CHARTER UK REVEALS KEY FOCUS AREAS FOR CONSUMER CREDIT FIRMS

Following the Financial Conduct Authority (FCA) taking over control of the market from the Office of Fair Trading (OFT) on April 1st 2014, firms operating within the consumer credit market have a six month window to bring their operations in line with FCA expectations. This is a regulator that is not only much stricter, but also more proactive in enforcing its rules compared to the previous incumbent.

With thousands of credit firms already forced to shut up shop and pursue other avenues after finding that their business models no longer stand-up in the new regulatory landscape, those remaining clearly do so to serve a strong, healthy market. To thrive in the tough FCA regime, these firms will not only have to comply with a regulator vowing to enforce tough rules on complaints handling and treating customers fairly, but also prove that they are doing so consistently. Adapting to these changes will bring forth a number of challenges, but proactive firms should be looking to draw upon examples of best practice from elsewhere in the financial services sector.

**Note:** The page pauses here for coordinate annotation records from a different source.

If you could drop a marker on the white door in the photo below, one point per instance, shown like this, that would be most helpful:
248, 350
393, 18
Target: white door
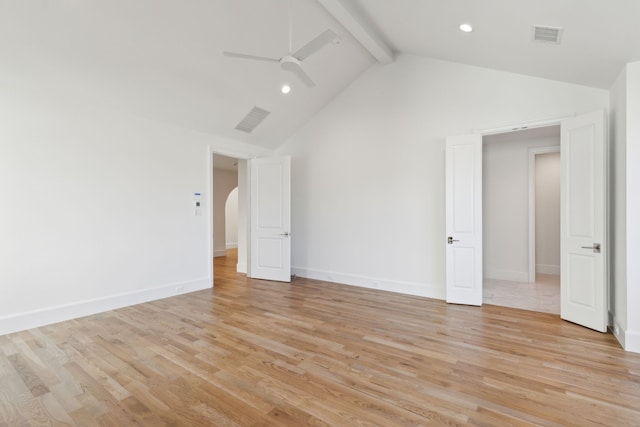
271, 218
583, 225
464, 219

Charter UK, the leading specialist provider of enterprise complaint and feedback management software, has outlined the three key areas that consumer credit firms need to be concentrating on:

Customer service – Treating Customers Fairly

Paul Clark

Paul Clark

Consumer credit firms need to demonstrate to the FCA that the fair treatment of customers is central to their corporate culture, and that any products and services marketed and sold in the retail market are designed to meet the needs of identified consumer groups. Firms also need to show the specific steps they are taking to ensure that consumers are provided with clear information and suitable advice at all times, and that they are being kept appropriately informed before, during and after the point of sale.

Root cause of complaints

Complaints against consumer credit firms are likely to rise in the short-term as firms adjust to the new regulations they’re under. However, this needn’t be a bad thing. The FCA wants to see evidence that consumer credit firms have the ability to capture the root cause of any recurring problems or complaints in a consistent and structured way – not only in order to meet its consumer protection guidelines, but also to identify what behaviours, actions, inactions and/or conditions need to be changed to deliver a more positive outcome for customers. Fixing any gaps or errors early on will give firms a steady footing for future business under the new regulator.

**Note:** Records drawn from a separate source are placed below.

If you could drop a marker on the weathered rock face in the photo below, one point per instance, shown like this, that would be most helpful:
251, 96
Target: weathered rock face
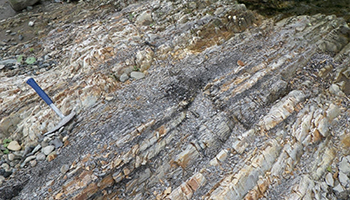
231, 106
19, 5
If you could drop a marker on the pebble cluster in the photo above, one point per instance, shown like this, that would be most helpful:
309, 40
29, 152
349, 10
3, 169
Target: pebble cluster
181, 100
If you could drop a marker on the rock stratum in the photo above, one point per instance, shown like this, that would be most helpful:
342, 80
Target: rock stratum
231, 106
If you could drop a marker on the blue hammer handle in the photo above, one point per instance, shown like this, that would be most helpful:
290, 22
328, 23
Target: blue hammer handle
38, 90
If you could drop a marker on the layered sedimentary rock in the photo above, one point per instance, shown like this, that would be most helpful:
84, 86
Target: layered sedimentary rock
232, 106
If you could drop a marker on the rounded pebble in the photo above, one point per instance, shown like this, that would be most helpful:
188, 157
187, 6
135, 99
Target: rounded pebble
48, 149
14, 146
40, 156
64, 168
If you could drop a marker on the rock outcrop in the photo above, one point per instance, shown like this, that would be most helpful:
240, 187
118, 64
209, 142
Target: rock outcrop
231, 106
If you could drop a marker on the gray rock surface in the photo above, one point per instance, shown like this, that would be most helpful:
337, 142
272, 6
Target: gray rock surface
19, 5
232, 106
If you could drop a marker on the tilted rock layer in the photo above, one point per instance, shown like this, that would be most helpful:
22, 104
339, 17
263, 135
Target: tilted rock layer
233, 106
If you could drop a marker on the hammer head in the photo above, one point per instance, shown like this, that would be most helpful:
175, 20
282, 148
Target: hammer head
63, 122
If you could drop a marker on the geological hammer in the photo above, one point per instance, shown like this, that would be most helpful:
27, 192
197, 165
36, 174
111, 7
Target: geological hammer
48, 101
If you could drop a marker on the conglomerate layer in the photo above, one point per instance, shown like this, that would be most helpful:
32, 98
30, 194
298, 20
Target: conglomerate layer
229, 106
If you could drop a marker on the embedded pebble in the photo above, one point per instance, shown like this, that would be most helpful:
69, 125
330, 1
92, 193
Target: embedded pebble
329, 179
123, 77
40, 156
51, 156
32, 163
57, 143
29, 158
137, 75
5, 166
64, 168
11, 157
14, 146
48, 149
343, 179
31, 23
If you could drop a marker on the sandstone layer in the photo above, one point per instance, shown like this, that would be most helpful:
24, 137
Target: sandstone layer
231, 106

Processes, systems and tools

Even though most consumer credit firms have been told what they need to do to comply with the FCA’s rules, many still don’t know how to do it. Firms can address this issue by ensuring that their internal processes, systems and tools are fit for purpose according to the FCA’s requirements. The systems that underpin how customers are treated will play an especially important role to play in compliance – and will be a crucial factor in how firms can either benefit from or conversely fall foul of the reforms.

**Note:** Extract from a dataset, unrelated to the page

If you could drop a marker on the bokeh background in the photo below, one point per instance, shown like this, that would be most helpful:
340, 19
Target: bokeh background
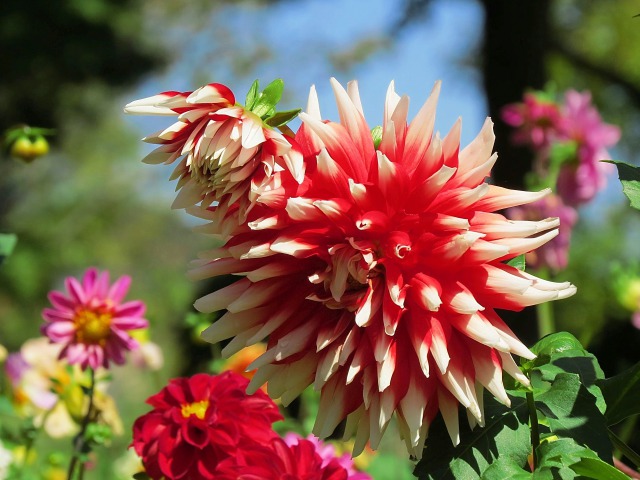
71, 65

Paul Clark, CEO of Charter UK, comments:

“The new Consumer Credit regulations have already proved to be a massive shake-up for this previously lightly-regulated industry. The first few months under the FCA have already seen the exit of thousands of firms who were either incapable or unwilling to conform to the new higher standards.

Whilst the FCA is portraying this mass exodus as a good thing, many consumers may feel differently. Whilst we can celebrate the disappearance of the firms guilty of improper practices that the press have warned us about, what about the rest?  The vilification of these firms in the media doesn’t take away from the fact that a market for short-term credit serves a vital role for many consumers.

As such, instead of celebrating these closures, we should concern ourselves with ensuring that those firms which intend to stay in the market are able to comply with the FCA’s regulation as efficiently and effectively as possible. Similarly, it is vital that these firms also understand the carrot that comes with the stick – and can quickly start reaping the business benefits that also accompany this type of consumer protection regulatory reform.”